Check out the full Theaterkrant review at this link. 

Ibsen in One Take is neither a medley of Ibsen’s masterpieces nor an original pièce inspired by Ibsen’s work. It is both these things, and more.

Born of the collaboration of up-and-coming Chinese director Wang Chong and Beijing-based Norwegian playwright Oda Fiskum, Ibsen in One Take is a bold attempt to rework the Ibsenian tradition into a piece of new writing. The result is a combination of classics and novelty, a slice-of-life from a contemporary Chinese man’s existence which also reverberates with the echoes of Ibsen’s philosophical and moral dilemmas. In producer Inger Buresund’s words, a “modern Chinese story told in a contemporary yet universal way”.

Ibsen in One Take follows an old man who is spending his last days in a hospital room. As the play unfolds, the man embarks on an introspective journey into his past and reminisces about his childhood and youth, his marriage and love affairs, the turning points as well as the shortcomings in his life. Throughout this reminiscence, the man, haunted by his private ghosts, confronts his regrets and tries to make sense of his existence and unanswered questions.

The production is the result of a 6 months-long work which firstly proceeded on parallel tracks and was then assembled and reworked during rehearsals. Director Wang Chong ideated the original storyline and handed it to Fiskum, who compiled the script enriching the plot with numerous quotes and references from Ibsen’s plays (like A Doll’s House, Ghosts, Peer Gynt, Master Builder and more). The creative duo then pieced the parts together, supported throughout the process by Hege Randi Tørressen, dramaturge of Oslo’s Nationaltheatret.
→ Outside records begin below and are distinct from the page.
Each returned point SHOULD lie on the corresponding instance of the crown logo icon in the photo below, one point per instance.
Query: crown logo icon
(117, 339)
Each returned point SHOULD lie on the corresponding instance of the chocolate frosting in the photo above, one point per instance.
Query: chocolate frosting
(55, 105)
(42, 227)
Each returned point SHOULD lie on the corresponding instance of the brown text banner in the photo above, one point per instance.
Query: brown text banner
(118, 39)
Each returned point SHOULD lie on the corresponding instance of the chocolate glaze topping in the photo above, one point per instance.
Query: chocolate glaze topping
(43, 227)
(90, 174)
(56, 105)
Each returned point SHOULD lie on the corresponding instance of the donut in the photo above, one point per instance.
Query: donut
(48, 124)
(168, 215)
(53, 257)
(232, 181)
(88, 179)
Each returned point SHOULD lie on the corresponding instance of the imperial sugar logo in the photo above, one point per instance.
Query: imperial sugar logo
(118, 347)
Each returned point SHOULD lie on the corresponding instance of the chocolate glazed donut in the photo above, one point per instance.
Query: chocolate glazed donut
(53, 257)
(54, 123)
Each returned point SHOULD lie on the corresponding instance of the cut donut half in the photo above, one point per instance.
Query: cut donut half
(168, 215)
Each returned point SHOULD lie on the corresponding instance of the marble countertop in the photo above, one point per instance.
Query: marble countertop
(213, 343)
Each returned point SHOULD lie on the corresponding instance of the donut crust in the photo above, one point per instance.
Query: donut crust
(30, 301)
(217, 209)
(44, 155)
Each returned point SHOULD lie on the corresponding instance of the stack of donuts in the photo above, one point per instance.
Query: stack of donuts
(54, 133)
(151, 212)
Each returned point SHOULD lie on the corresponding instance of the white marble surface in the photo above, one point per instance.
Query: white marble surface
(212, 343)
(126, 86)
A remarkably innovative trait of the pièce lies in its dramatic structure, which represents a further development of Wang ’s previous experiments with live video-recording on stage: the whole performance is filmed by a cinematic troupe who follows the actors around the stage, and projected in real time on a big screen right above the stage. Hence the performance’s name: the “one take” of the title is an actual camera take which captures the stage action from beginning to end, without any editing or montage. This dramatic device allows the audience to focus on either the stage action or its filmic rendition at will. What’s more, the free play of the two levels (stage action and film) generates an extra, self-referential layer (the filming of the stage action). The performance, in other words, is structured along different layers which continuously interact and question each other in terms of authenticity, artistic medium and emotional response.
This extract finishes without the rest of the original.